They were shaped by political and economic configurations of power, by the needs
of religion, and by the patterns of marriage and inheritance laws. These took
many forms, and the author of this very interesting study lists a few: the
perceived need to limit itinerancy and to preserve class boundaries, the
competition for inherited land, the notion of the female body as polluted, and
the idea that sex was a snare for men seeking religious fulfillment.
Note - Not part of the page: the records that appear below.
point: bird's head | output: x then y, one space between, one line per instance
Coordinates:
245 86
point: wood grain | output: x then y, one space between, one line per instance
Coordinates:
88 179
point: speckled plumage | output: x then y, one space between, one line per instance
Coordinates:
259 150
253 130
Originally, such itinerant women were praised as professionals. One early
record speaks approvingly of "her knowledge of all the sexual positions, the
merits of her lute strings and buds of wheat, and her mastery of the dragon's
flutter and tiger's tread techniques." Such public approval was soon withdrawn,
however, when it became politically and economically advantageous to construct
prostitutes and oppress women.
By 1241 there were already "whore" houses. The "Azuma Kagami" mentions one,
right on the main street of Kamakura. Their purpose, in addition to the
apparent one, was to construct a lewd figure against which the authenticity of
a necessary new figure, the "good" woman (faithful, much given to
self-sacrifice, loyal to a fault) could be measured.
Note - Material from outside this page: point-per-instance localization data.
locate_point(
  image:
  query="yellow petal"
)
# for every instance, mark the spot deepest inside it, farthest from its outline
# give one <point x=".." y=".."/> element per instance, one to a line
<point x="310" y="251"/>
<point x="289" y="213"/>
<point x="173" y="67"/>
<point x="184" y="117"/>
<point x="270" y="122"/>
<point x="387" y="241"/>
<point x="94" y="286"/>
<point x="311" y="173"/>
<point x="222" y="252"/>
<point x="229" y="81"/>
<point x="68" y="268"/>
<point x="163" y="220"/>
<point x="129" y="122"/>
For example, female chastity was necessary to establish patrilineal succession
in a male-dominated family. Another example, apparent female pollution and an
inherent sinfulness was necessary to bring to Japan the full Buddhist package
waiting to be imported from China and Korea. These changes of attitude, as the
author of this study avers, "foreshadowed later attempts to regulate and limit
the sex trade and contributed to a view of such women as prostitutes and their
occupation as degraded."
Also, an important consideration, sexual entertainment was evolving from a few
aristocratic types at play to a service for broad segments of society, making
it seem a threat to authority and order -- an attitude still reflected in the
laws and customs of Japan today. From here began the taxation of brothels and
the establishment of licensed quarters, the creation of the "prostitute."
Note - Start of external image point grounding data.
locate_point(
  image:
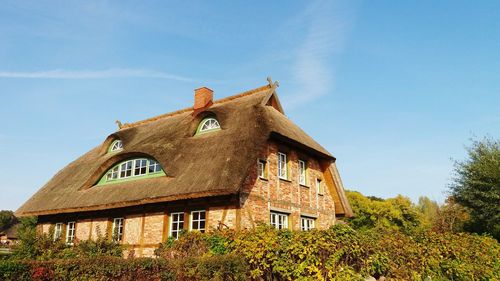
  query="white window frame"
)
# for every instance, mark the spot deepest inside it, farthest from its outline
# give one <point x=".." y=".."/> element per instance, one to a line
<point x="117" y="229"/>
<point x="149" y="166"/>
<point x="199" y="220"/>
<point x="125" y="168"/>
<point x="172" y="232"/>
<point x="210" y="123"/>
<point x="153" y="167"/>
<point x="319" y="187"/>
<point x="140" y="164"/>
<point x="58" y="231"/>
<point x="116" y="145"/>
<point x="70" y="232"/>
<point x="302" y="172"/>
<point x="282" y="166"/>
<point x="262" y="168"/>
<point x="278" y="220"/>
<point x="307" y="223"/>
In presenting her argument, part of which earlier appeared in the "Monumenta
Nipponica," author Janet Goodwin offers an erudite account that acknowledges
all prior scholarly work on the subject. At the same time the nonspecialist
reader is spared the boredom of a dry academic paper by the very nature of the
information imported. The book is packed with juicy details, historically
necessary and judiciously picked from sources not usually encountered.
Of major interest, however, is Goodwin's ability to see behind the self-serving screens of political history, to divine the true intentions of this demonization of one of the few professions then open to women, and to present her facts in the fairest possible manner.